Anyone doubting climate change should visit Greenland, something I decided to do and see first-hand since I was close by in Iceland. Flying in to land in Kulusuk airport, built by the U.S. military in WWII, one sees more brown mountains with patches of snow that were once glaciers, than glaciers — with floating icebergs slowly drifting away. It reminded me of flying into Prescott, Arizona in the winter, but on a much larger scale.
Greenland’s landscapes are alive and ever-changing as the glacial ice is in a constant battle for survival. The ice is retreating but it is not leaving quietly. In the summer, the constant calving of the region’s landlocked and fjord glaciers can be heard for miles away. When close by, the echoes of the loud cracks and collapsing ice are so clear that they cannot be ignored.
The sheer scale of the glaciers that have not melted and the intricate and unique details of the glacial sediment and the bright blue ice cracks brought to light by the sun is a mind-blowing visual feast!
The glaciers are one of nature’s most beautiful and impressive creations. Due to the increasing temperatures in the Arctic, the icebergs calving off the Greenland icecap have been particularly large in recent years and, much like snowflakes, no two icebergs are the same, making them truly unique.
On the flight there I met Iris, a despairing climatologist from Austria, who was going back to Greenland to measure the increasing levels of greenhouse gases.
“It’s depressing and shameful,” summed up her professional opinion about climate change and what was happening in Greenland.
Greenland’s ice is melting faster than it has in 350 years because of greenhouse gases.
In the Norse saga, it is said that Erik the Red was exiled from Iceland for murder. He settled in a land Northwest of Iceland covered in ice and glaciers and named it Greenland to attract people to settle there.
“You Americans and Chinese should be exiled to Greenland for murder of the environment,” I was told by Hauker, an Icelandic glass mate I met at the bar at the Eyja Guldsmeden Hotel. We were exchanging pleasantries and discussing the history and current state-of-affairs in Greenland until I introduced myself as an American political writer living in Hong Kong.
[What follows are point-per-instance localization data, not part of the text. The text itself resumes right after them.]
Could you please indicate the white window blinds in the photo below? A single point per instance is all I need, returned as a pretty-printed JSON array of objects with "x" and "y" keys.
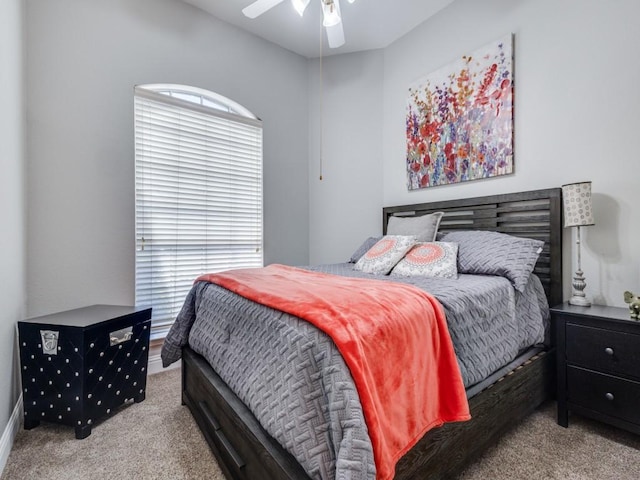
[{"x": 198, "y": 198}]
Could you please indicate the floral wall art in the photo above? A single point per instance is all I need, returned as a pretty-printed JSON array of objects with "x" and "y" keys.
[{"x": 460, "y": 119}]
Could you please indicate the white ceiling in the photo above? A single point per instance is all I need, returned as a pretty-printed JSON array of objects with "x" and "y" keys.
[{"x": 368, "y": 24}]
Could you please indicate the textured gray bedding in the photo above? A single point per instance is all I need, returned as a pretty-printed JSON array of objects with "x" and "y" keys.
[{"x": 293, "y": 379}]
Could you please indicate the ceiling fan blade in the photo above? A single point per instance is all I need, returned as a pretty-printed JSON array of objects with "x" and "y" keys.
[
  {"x": 335, "y": 35},
  {"x": 259, "y": 7}
]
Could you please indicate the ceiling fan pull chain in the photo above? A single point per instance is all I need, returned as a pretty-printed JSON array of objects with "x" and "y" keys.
[{"x": 321, "y": 101}]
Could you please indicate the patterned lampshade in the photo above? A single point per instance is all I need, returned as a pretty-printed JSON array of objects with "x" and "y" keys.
[{"x": 577, "y": 204}]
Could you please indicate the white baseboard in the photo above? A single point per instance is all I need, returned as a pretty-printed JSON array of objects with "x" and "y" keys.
[{"x": 9, "y": 434}]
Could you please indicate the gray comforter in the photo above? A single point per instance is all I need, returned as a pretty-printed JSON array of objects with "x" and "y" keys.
[{"x": 293, "y": 379}]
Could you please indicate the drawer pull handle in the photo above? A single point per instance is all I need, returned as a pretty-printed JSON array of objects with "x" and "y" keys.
[{"x": 120, "y": 336}]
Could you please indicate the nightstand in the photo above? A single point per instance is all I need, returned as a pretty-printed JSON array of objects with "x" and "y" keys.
[
  {"x": 78, "y": 366},
  {"x": 598, "y": 364}
]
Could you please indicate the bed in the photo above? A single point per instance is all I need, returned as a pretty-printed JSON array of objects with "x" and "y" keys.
[{"x": 243, "y": 447}]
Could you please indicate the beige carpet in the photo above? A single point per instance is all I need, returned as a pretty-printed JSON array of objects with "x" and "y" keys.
[{"x": 158, "y": 439}]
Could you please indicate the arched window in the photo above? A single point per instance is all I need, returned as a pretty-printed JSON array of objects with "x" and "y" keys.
[{"x": 198, "y": 193}]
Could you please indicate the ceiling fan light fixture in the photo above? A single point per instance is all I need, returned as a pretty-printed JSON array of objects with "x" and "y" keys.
[
  {"x": 331, "y": 15},
  {"x": 300, "y": 5}
]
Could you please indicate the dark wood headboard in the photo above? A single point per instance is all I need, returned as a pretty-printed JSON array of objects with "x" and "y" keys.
[{"x": 534, "y": 214}]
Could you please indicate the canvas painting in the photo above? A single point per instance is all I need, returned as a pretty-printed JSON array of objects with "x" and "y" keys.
[{"x": 460, "y": 119}]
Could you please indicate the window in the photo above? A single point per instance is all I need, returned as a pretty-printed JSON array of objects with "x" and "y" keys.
[{"x": 198, "y": 169}]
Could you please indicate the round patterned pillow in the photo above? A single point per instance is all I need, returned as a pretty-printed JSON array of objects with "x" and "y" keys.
[
  {"x": 432, "y": 259},
  {"x": 384, "y": 255}
]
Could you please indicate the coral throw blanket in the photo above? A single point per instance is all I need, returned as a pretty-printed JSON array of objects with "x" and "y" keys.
[{"x": 393, "y": 338}]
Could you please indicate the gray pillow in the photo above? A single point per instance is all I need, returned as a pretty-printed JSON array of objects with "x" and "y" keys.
[
  {"x": 424, "y": 227},
  {"x": 493, "y": 253},
  {"x": 364, "y": 248}
]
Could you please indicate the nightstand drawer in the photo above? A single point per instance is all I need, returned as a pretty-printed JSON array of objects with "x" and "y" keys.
[
  {"x": 605, "y": 394},
  {"x": 603, "y": 350}
]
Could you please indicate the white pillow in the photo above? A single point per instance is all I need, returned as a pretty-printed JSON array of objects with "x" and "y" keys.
[
  {"x": 424, "y": 228},
  {"x": 384, "y": 255},
  {"x": 430, "y": 259}
]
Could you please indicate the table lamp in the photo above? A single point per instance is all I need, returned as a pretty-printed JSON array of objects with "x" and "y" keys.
[{"x": 578, "y": 213}]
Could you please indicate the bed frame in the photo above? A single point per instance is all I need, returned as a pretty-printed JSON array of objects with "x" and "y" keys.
[{"x": 245, "y": 451}]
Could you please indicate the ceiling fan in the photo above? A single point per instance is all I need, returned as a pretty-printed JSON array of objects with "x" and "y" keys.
[{"x": 332, "y": 19}]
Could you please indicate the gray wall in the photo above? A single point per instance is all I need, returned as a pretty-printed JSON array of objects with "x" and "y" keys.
[
  {"x": 347, "y": 202},
  {"x": 576, "y": 118},
  {"x": 12, "y": 205},
  {"x": 83, "y": 60}
]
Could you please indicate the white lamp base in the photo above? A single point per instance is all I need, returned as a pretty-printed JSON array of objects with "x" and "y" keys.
[{"x": 578, "y": 297}]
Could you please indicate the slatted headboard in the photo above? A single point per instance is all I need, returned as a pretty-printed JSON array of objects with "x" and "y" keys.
[{"x": 534, "y": 214}]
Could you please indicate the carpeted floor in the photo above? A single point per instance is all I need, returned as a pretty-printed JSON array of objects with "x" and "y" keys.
[{"x": 158, "y": 439}]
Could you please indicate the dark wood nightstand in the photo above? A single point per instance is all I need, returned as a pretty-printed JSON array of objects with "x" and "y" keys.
[
  {"x": 598, "y": 364},
  {"x": 78, "y": 366}
]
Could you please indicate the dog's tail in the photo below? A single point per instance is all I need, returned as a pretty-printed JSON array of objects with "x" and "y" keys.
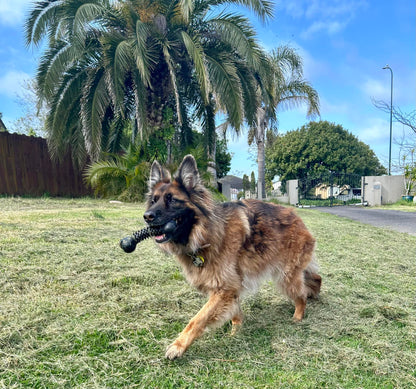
[{"x": 313, "y": 280}]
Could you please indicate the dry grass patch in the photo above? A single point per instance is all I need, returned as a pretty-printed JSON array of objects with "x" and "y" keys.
[{"x": 76, "y": 311}]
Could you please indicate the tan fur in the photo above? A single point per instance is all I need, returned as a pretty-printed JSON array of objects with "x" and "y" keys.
[{"x": 242, "y": 244}]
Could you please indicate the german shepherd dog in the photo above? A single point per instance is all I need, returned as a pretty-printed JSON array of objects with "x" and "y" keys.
[{"x": 227, "y": 249}]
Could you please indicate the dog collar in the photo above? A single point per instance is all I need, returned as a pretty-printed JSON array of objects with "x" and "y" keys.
[{"x": 198, "y": 260}]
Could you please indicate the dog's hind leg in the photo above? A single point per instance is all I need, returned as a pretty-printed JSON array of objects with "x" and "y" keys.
[
  {"x": 237, "y": 321},
  {"x": 221, "y": 306},
  {"x": 293, "y": 285}
]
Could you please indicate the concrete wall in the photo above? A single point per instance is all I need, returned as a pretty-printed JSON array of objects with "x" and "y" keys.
[{"x": 380, "y": 190}]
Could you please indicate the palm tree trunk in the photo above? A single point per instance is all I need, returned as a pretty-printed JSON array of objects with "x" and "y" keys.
[
  {"x": 211, "y": 142},
  {"x": 260, "y": 131},
  {"x": 261, "y": 190}
]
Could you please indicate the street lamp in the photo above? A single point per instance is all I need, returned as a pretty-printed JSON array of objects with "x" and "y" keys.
[{"x": 391, "y": 113}]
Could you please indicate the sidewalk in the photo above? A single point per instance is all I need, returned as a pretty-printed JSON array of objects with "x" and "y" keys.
[{"x": 394, "y": 220}]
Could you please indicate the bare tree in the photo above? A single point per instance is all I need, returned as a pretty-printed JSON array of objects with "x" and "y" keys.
[{"x": 408, "y": 119}]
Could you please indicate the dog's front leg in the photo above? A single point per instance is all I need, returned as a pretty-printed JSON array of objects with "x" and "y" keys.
[{"x": 221, "y": 306}]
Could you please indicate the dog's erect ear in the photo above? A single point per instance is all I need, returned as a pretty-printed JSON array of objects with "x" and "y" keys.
[
  {"x": 188, "y": 173},
  {"x": 157, "y": 174}
]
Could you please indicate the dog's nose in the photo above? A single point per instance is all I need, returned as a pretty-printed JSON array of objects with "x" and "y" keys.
[{"x": 149, "y": 216}]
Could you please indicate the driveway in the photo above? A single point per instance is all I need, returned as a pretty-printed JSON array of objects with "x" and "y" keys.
[{"x": 394, "y": 220}]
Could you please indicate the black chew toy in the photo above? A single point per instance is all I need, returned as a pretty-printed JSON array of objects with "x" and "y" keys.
[{"x": 128, "y": 244}]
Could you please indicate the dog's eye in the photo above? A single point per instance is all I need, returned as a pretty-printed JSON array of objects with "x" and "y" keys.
[{"x": 169, "y": 198}]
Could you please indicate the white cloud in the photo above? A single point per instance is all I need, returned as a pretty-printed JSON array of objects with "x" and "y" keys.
[
  {"x": 11, "y": 83},
  {"x": 328, "y": 16},
  {"x": 13, "y": 12}
]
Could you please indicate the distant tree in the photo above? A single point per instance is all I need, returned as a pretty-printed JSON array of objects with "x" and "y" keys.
[
  {"x": 253, "y": 183},
  {"x": 407, "y": 142},
  {"x": 408, "y": 119},
  {"x": 285, "y": 89},
  {"x": 317, "y": 148}
]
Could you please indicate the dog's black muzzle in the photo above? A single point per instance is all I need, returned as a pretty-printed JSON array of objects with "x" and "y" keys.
[{"x": 166, "y": 227}]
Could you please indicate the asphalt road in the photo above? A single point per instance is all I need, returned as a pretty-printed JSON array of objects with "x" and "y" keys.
[{"x": 395, "y": 220}]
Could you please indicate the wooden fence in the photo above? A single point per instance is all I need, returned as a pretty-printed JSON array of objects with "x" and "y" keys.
[{"x": 26, "y": 169}]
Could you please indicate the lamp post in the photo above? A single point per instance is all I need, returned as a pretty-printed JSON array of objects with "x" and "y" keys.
[{"x": 391, "y": 113}]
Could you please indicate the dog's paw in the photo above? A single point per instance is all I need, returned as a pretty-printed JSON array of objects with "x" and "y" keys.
[{"x": 174, "y": 351}]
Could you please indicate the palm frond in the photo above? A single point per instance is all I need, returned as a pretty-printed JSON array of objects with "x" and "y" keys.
[
  {"x": 42, "y": 20},
  {"x": 196, "y": 53},
  {"x": 227, "y": 88}
]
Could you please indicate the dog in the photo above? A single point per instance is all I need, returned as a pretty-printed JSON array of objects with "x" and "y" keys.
[{"x": 226, "y": 250}]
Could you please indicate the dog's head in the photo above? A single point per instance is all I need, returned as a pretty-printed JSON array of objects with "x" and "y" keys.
[{"x": 175, "y": 206}]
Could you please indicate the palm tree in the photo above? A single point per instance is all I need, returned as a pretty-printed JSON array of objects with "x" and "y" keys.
[
  {"x": 286, "y": 89},
  {"x": 107, "y": 62}
]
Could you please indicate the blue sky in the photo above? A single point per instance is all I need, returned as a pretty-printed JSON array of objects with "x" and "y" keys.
[{"x": 344, "y": 45}]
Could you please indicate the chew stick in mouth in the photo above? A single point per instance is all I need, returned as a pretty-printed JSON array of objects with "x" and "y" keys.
[{"x": 128, "y": 244}]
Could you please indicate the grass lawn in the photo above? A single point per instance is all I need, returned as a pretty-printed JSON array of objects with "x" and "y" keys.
[{"x": 76, "y": 311}]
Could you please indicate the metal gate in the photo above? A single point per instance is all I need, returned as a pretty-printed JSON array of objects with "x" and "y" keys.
[{"x": 330, "y": 189}]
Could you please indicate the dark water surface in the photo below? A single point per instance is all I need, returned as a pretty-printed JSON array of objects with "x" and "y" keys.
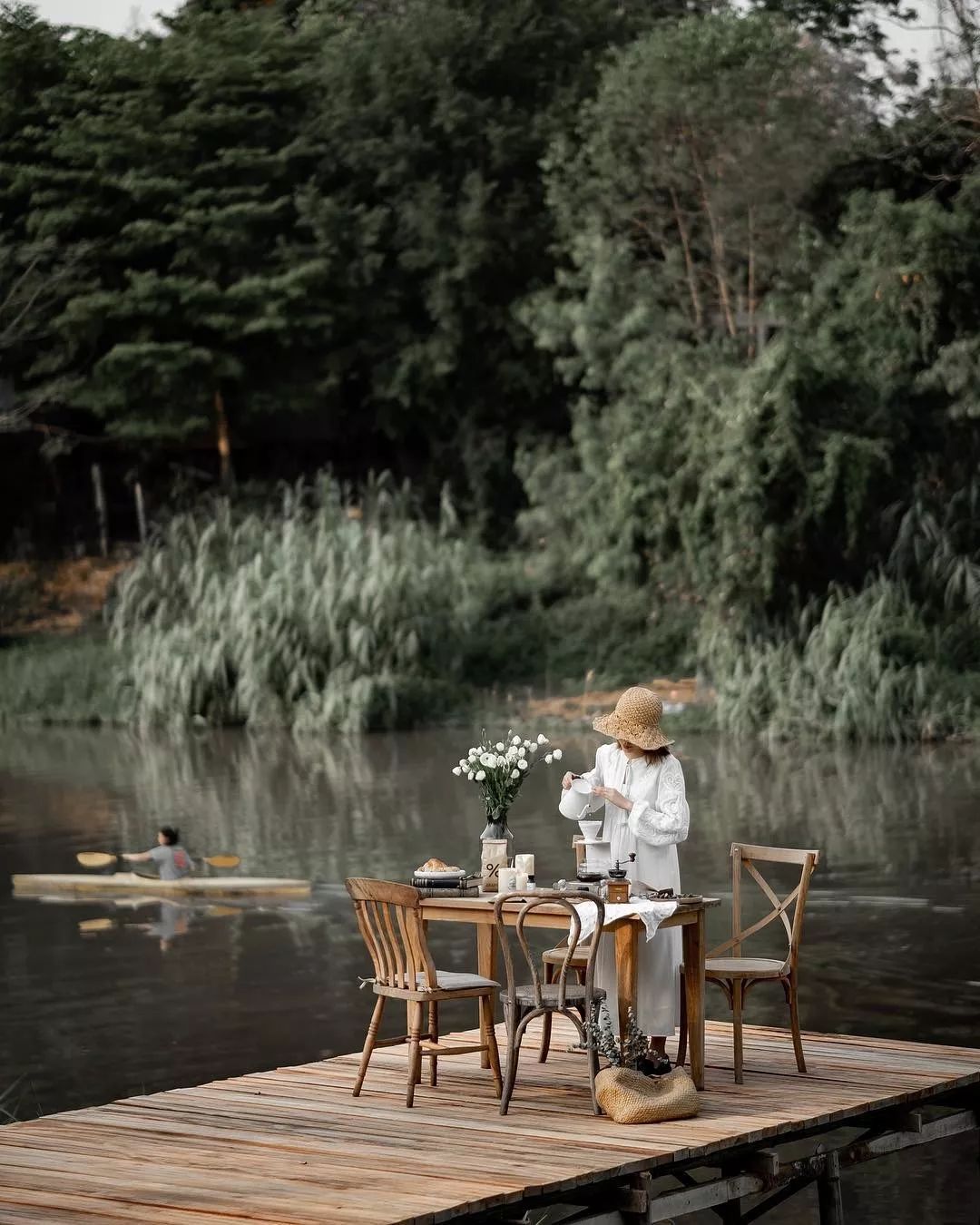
[{"x": 160, "y": 996}]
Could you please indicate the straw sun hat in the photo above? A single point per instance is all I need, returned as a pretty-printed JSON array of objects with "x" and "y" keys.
[{"x": 636, "y": 718}]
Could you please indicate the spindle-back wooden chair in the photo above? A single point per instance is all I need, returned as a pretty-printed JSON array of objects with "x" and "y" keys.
[
  {"x": 738, "y": 974},
  {"x": 524, "y": 1001},
  {"x": 389, "y": 920}
]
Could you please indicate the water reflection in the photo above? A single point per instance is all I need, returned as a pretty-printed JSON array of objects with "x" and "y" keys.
[{"x": 185, "y": 994}]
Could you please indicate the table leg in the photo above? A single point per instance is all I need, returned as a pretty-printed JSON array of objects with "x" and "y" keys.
[
  {"x": 486, "y": 965},
  {"x": 627, "y": 948},
  {"x": 693, "y": 986}
]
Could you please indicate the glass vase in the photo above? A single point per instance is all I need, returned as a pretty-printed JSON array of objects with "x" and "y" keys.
[{"x": 496, "y": 826}]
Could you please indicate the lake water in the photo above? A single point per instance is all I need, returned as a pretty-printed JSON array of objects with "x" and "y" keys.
[{"x": 158, "y": 996}]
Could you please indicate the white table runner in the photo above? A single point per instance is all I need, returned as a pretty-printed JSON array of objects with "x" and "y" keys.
[{"x": 652, "y": 913}]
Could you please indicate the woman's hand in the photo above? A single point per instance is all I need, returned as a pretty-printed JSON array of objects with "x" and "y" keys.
[{"x": 614, "y": 797}]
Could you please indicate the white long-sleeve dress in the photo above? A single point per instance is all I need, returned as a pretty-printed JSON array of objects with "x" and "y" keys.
[{"x": 652, "y": 829}]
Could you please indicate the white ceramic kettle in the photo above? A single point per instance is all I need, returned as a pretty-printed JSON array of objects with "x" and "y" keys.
[{"x": 574, "y": 802}]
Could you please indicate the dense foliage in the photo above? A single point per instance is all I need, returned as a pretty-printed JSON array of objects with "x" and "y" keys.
[{"x": 665, "y": 288}]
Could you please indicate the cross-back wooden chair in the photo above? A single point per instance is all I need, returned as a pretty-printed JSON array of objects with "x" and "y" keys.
[
  {"x": 524, "y": 1001},
  {"x": 389, "y": 920},
  {"x": 555, "y": 957},
  {"x": 738, "y": 974}
]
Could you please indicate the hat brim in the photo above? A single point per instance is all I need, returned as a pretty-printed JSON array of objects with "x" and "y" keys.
[{"x": 648, "y": 739}]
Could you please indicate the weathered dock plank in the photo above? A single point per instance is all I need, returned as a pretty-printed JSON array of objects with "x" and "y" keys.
[{"x": 291, "y": 1147}]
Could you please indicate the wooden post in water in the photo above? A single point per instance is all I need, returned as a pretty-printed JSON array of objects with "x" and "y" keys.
[
  {"x": 224, "y": 443},
  {"x": 137, "y": 493},
  {"x": 100, "y": 492},
  {"x": 828, "y": 1192}
]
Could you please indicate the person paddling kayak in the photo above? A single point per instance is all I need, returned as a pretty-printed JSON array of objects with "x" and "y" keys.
[{"x": 172, "y": 860}]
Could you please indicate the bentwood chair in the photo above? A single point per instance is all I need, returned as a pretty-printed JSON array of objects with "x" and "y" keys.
[
  {"x": 525, "y": 1001},
  {"x": 389, "y": 920},
  {"x": 738, "y": 974}
]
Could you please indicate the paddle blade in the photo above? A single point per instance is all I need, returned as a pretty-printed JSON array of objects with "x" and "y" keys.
[
  {"x": 94, "y": 859},
  {"x": 222, "y": 860}
]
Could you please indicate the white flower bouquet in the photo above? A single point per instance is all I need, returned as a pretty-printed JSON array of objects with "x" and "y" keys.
[{"x": 499, "y": 769}]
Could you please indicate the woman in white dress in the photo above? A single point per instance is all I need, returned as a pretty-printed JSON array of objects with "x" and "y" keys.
[{"x": 640, "y": 783}]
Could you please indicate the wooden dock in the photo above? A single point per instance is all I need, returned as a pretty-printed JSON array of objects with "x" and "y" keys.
[{"x": 293, "y": 1147}]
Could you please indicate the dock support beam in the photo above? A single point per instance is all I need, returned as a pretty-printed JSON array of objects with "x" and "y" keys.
[{"x": 828, "y": 1192}]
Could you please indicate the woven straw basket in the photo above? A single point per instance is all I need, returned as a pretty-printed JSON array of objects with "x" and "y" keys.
[{"x": 630, "y": 1096}]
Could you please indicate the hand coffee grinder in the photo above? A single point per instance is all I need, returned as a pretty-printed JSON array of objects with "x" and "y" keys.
[{"x": 616, "y": 885}]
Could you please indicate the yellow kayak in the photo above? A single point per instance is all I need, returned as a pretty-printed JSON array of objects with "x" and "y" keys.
[{"x": 37, "y": 885}]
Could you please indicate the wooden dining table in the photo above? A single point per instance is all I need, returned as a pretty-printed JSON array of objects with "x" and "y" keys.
[{"x": 478, "y": 912}]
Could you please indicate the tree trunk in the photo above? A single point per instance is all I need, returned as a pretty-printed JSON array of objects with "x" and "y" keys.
[
  {"x": 227, "y": 473},
  {"x": 689, "y": 263},
  {"x": 752, "y": 348},
  {"x": 137, "y": 493},
  {"x": 100, "y": 492},
  {"x": 718, "y": 242}
]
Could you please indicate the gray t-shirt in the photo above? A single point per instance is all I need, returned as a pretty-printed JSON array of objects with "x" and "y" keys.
[{"x": 172, "y": 861}]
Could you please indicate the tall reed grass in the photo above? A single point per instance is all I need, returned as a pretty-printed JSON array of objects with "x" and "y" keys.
[
  {"x": 320, "y": 612},
  {"x": 59, "y": 680},
  {"x": 859, "y": 669}
]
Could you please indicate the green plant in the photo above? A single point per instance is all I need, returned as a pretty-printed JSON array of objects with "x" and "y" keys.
[
  {"x": 861, "y": 668},
  {"x": 500, "y": 769},
  {"x": 60, "y": 680},
  {"x": 324, "y": 610},
  {"x": 623, "y": 1051}
]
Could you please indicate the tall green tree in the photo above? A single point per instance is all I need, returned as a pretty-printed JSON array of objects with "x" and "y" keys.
[
  {"x": 679, "y": 206},
  {"x": 427, "y": 205},
  {"x": 181, "y": 162}
]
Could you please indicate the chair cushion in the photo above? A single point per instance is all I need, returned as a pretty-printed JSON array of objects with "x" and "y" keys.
[
  {"x": 745, "y": 966},
  {"x": 573, "y": 994},
  {"x": 556, "y": 956},
  {"x": 448, "y": 980}
]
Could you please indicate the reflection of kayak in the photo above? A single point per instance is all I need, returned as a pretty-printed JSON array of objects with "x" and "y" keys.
[{"x": 38, "y": 885}]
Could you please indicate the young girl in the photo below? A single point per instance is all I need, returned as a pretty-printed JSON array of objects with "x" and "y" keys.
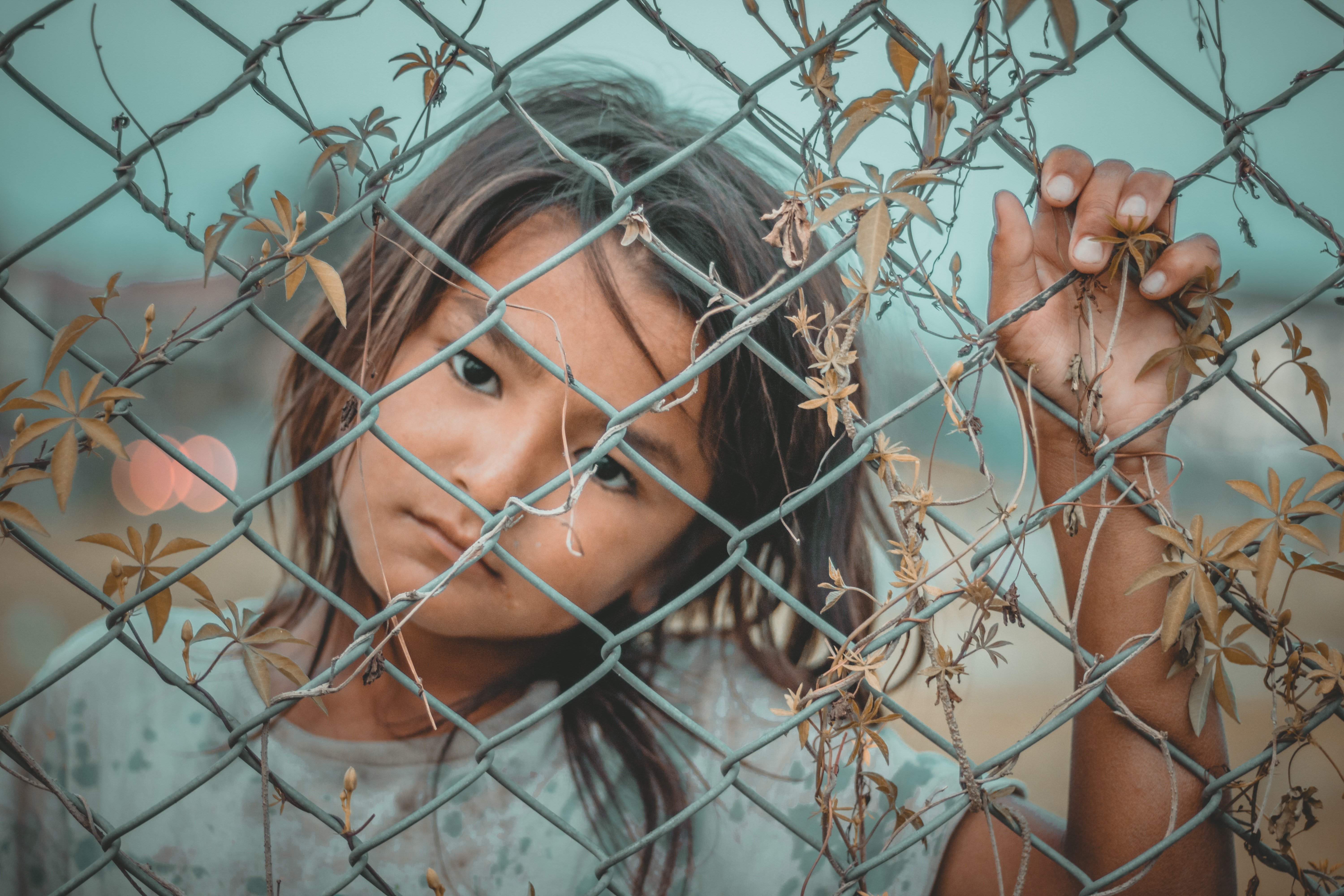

He is right.
As global warming temperatures melt Greenland’s ice sheets, glaciers and its Arctic ice caps and permafrost are thawing at unprecedented depths, a small army of deadly microbes — dormant in some cases for millennia — are being reanimated and could rise from the slush to infect humanity. These include anthrax, small pox, bubonic plague and any other number of deadly diseases trapped in the permafrost and ice.
“Deadly Spanish Influenza as well,” Dr. Colin Johnston, an Ayr physician and friend with whom I shared my concerns when we caught up back in Scotland, told me.
“When it was discovered that people on a ship from Spain or Europe, on its way to America back in the 1920’s, died of Spanish Influenza, they were buried in the permafrost off Greenland,” Dr. Johnston told me as I listened in disbelief.
Spanish Influenza was an unusually deadly flu pandemic — the deadliest in history — that infected an estimated 500 million people worldwide between 1918-1920, about a third of the planets population. It killed an estimated 20-50 million people, including 675,000 Americans. A death toll far worse than the bubonic plague. It was the first of two pandemics involving the H1N1 influenza virus.
An international group of researchers, including pathologists, virologists, molecular biologists, geologists and archeologists are carefully exhuming seven bodies found in a mass grave encased in a tomb of ice in Norwegian permafrost in the islands of Spitsbergen in the high Arctic between Norway and Greenland, to determine what caused the contagion.
Greenland’s ice is melting fast and releasing toxic fumes and deadly microbes.
Wake up climate change deniers, before it is too late!